Mixed housing reports won't prevent NYC officials from developing new neighborhoods

In the past week, Home Depot Inc. made national news when it boosted its full-year outlook based on the company's stellar performance so far in 2012. This report caused many people to feel confident in a housing market recovery, and perhaps some even invested in real estate in New York, New York.

However, the positive outlook took a big hit this week when the nation's second largest home-improvement retailer Lowe's cut its full-year-earnings and revenue forecasts after posting a 10 percent drop in second-quarter net income, Bradenton Herald reports. Revenue at stores open for at least a year declined 0.4 percent in 2012-2Q.

Nevertheless, New York City housing officials continue to move forward with renovation plans to revamp certain neighborhoods in the metro area. The public review to transform the former manufacturing district of Hudson Square into a mixed-use neighborhood kicked off Monday, August 20, 2012, DNAinfo.com reports.

Zoning changes in the 18-block area, which is bound by West Houston Street, Sixth Avenue, Canal Street and Greenwich Street, would bring new residents into the area and increase the neighborhood's appeal to creative companies, according to the news source.

The plan to redevelop the area would include adding complimentary residential units and cultural and educational resources to help the community lay a solid foundation for growth. However, the final plans are still up in the air, and city officials need to approve proposals from some local real estate development companies.

Currently, Hudson Square is home to businesses such as MTV, WNYC and New York magazine, and the rest of the allocated space is only zoned for manufacturing or commercial use.
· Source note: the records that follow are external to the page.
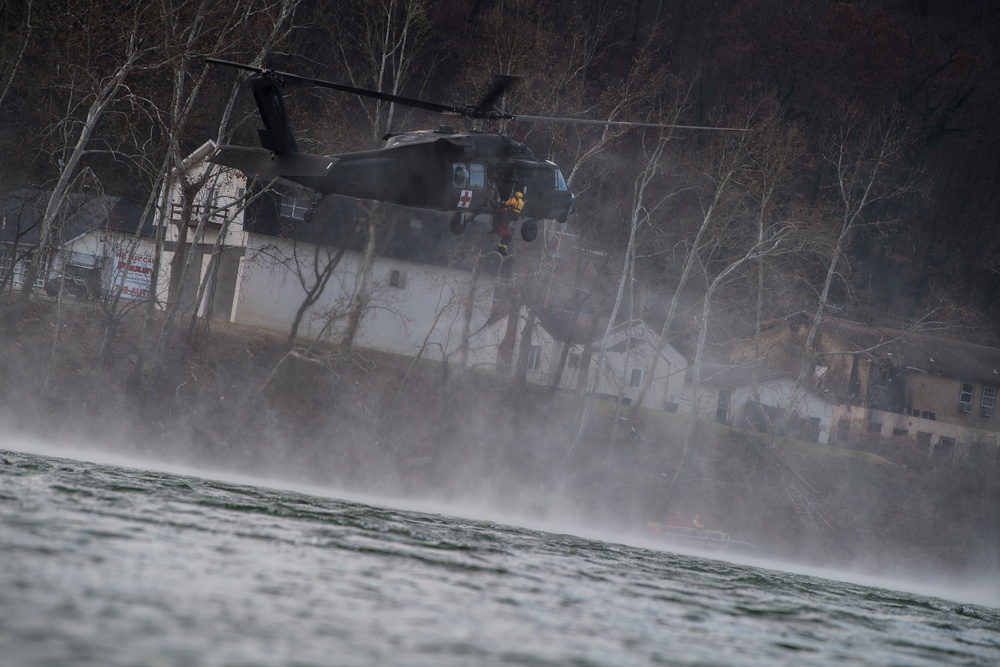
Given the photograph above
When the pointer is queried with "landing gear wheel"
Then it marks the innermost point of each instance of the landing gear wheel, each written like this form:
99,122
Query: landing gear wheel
529,230
457,224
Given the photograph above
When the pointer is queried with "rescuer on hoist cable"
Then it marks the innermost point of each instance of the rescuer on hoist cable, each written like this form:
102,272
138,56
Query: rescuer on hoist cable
506,217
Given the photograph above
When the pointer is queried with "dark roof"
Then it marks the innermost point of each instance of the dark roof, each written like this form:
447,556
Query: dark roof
21,212
565,326
920,352
727,375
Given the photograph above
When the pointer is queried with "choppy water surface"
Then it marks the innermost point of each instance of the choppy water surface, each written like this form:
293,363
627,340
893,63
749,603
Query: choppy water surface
110,565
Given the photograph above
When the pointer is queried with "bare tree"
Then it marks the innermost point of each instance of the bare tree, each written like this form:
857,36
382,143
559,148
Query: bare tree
15,35
104,84
867,156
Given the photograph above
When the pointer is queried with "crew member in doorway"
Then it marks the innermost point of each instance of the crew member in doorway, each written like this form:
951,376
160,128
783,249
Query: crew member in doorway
505,218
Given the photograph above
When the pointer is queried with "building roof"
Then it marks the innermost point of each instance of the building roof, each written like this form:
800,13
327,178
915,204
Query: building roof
567,326
730,376
918,352
21,212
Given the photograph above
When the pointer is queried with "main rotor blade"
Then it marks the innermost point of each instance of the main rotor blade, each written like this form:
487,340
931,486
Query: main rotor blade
622,123
484,109
487,104
385,97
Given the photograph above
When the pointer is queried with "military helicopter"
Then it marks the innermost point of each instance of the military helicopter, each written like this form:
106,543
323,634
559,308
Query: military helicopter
442,169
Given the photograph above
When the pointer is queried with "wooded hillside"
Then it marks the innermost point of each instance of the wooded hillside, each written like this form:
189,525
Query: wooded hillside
866,186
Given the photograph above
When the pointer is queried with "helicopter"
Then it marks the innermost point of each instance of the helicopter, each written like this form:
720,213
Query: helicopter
462,172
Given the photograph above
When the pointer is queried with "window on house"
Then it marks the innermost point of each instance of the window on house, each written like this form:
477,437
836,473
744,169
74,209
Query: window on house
459,175
477,176
843,430
292,208
965,396
534,357
989,401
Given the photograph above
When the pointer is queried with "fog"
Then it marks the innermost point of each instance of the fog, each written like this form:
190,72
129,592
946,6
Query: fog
974,586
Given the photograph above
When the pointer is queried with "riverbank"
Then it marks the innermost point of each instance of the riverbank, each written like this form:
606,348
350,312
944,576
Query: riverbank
382,424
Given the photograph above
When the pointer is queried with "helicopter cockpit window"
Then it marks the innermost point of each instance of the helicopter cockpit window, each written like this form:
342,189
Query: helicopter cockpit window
560,182
459,175
477,176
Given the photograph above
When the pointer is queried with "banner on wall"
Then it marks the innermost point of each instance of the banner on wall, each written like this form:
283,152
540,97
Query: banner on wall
136,272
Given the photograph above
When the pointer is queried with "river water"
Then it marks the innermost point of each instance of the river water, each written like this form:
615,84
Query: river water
109,564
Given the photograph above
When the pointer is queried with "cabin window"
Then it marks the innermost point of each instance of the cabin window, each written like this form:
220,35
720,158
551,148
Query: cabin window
989,400
560,182
477,176
965,395
534,357
292,208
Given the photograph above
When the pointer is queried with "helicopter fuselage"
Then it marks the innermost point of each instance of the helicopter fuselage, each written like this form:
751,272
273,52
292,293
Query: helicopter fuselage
441,170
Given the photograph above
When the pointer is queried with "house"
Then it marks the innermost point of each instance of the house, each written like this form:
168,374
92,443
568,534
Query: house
628,348
752,398
424,295
94,239
893,383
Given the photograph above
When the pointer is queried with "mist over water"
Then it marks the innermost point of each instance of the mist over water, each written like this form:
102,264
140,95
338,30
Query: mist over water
112,560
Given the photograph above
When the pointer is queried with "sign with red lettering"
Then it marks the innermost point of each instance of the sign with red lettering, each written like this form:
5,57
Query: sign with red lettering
133,273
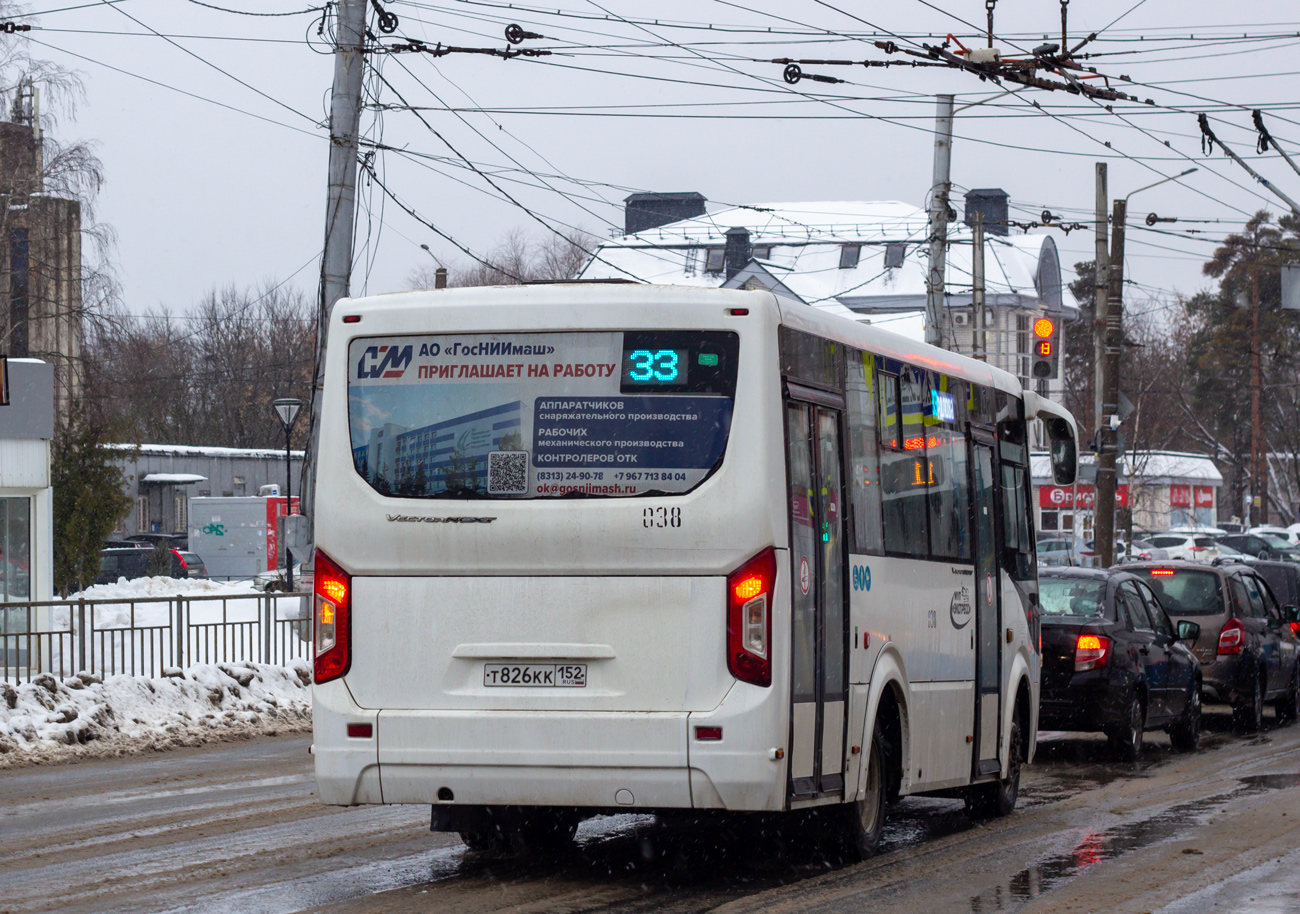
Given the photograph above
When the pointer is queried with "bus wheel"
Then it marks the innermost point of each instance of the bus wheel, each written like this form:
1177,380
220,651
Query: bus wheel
991,801
542,831
484,841
867,815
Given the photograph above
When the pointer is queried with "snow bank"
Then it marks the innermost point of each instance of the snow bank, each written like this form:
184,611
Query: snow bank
51,719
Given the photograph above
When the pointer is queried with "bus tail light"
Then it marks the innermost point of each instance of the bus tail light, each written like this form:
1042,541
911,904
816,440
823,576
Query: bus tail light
749,619
1231,637
1091,652
332,623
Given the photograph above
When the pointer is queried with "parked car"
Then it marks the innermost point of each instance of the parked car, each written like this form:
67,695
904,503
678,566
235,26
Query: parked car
1114,662
1187,546
1247,649
1283,532
170,540
1057,551
1262,545
134,562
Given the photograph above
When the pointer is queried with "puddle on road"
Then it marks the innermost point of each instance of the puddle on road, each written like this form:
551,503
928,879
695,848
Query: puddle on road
1099,847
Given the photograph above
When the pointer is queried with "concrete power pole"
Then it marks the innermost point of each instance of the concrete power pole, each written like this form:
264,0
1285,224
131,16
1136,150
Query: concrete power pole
939,193
1108,460
979,338
1259,453
345,120
1101,282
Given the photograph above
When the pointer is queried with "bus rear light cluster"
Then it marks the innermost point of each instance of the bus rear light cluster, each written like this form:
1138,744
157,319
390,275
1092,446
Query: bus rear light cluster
1091,652
1231,637
332,623
749,619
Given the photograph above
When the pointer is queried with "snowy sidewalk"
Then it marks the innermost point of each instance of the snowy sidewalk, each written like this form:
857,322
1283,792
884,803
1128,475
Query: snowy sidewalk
81,717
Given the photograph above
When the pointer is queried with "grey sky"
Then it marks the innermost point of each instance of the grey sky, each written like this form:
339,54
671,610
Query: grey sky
203,195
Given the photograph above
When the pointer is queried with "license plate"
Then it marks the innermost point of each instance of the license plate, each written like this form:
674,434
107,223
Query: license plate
536,675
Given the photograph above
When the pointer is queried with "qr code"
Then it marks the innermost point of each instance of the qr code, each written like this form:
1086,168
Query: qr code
507,472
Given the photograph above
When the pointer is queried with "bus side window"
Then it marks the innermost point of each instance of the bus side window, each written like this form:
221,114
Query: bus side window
1015,523
865,457
904,468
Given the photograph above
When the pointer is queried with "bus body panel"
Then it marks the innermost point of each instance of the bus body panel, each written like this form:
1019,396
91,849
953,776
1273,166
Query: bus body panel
436,636
726,520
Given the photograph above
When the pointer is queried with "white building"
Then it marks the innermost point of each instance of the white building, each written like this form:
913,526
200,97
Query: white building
26,499
865,260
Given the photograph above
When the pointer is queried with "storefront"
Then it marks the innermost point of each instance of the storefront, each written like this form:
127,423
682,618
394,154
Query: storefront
1160,489
26,499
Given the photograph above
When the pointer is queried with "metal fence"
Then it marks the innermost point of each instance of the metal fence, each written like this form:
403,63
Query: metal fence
144,636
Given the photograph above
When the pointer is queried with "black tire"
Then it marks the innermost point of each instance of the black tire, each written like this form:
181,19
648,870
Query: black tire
540,832
1186,735
484,841
992,801
1287,707
1248,714
867,815
1127,737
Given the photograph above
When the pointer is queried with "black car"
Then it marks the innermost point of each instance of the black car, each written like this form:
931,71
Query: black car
1247,648
1114,662
131,563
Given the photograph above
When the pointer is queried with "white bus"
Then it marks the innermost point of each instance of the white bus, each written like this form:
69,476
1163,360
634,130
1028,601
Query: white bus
589,549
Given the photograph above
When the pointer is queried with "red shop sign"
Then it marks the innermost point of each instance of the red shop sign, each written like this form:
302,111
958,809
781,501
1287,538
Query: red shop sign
1061,497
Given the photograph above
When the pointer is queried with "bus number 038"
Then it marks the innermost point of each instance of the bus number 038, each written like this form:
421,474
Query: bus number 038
661,518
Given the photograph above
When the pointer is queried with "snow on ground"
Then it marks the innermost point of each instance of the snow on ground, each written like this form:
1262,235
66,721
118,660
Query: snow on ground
51,719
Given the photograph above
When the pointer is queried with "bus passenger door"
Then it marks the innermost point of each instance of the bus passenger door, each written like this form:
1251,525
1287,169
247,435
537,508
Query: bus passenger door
987,609
819,666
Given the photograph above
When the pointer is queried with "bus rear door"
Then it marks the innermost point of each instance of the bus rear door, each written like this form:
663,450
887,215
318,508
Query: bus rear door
818,683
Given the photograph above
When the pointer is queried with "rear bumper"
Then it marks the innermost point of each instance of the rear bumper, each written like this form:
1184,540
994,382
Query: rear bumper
596,759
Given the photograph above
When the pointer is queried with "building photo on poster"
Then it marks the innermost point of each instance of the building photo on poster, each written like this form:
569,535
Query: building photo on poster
541,415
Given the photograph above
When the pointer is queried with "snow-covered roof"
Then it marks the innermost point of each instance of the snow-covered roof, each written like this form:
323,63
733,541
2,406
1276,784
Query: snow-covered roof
189,450
800,246
1151,467
173,479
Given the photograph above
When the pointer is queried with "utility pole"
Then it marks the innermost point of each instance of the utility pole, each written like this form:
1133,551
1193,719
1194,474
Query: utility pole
1100,293
1259,454
939,193
979,341
345,120
1104,528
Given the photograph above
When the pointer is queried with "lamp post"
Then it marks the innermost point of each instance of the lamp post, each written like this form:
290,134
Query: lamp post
1112,330
287,407
440,276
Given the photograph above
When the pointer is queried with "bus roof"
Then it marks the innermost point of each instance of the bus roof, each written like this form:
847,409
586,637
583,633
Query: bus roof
798,316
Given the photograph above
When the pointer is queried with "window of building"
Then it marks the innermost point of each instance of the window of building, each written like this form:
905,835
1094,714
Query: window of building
895,254
14,550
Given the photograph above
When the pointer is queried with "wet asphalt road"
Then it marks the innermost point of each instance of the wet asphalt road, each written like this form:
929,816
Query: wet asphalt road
237,828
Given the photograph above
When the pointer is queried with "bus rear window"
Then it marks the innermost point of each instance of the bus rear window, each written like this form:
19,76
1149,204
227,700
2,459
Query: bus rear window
638,412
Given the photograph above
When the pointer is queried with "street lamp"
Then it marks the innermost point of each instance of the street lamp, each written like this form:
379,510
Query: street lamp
287,410
440,276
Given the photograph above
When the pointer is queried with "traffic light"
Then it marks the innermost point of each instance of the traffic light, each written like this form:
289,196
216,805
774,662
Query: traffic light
1045,359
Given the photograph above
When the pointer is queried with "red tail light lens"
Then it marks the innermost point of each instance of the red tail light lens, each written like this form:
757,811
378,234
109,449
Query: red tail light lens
1091,652
749,619
332,622
1231,637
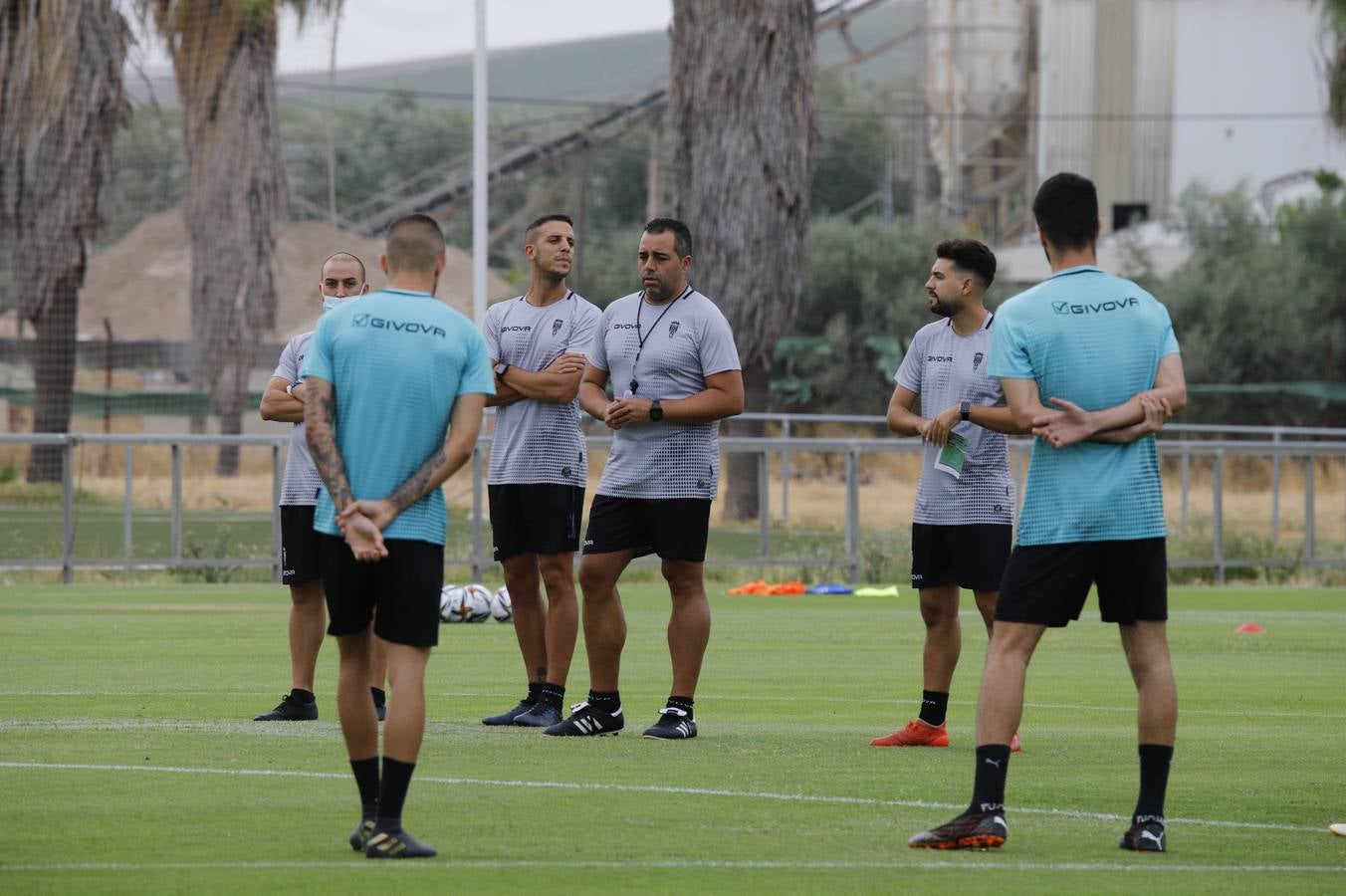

The goal is to create a thriving new area where business professionals can come to work and live in a harmony. The zoning proposal in question calls for maximum building heights of 320 feet on wide streets including Greenwich, Hudson and Varick, the source reports.

Homebuyers looking to move into the Greater New York City area may be intrigued to know that city officials are actively looking for ways to revamp neighborhoods, even with housing market metrics not at favorable rates. This dedication shows that New York City remains a flourishing metropolitan area, no matter the economic outlook for the nation, and that city officials continue to improve the qualify of life for residents.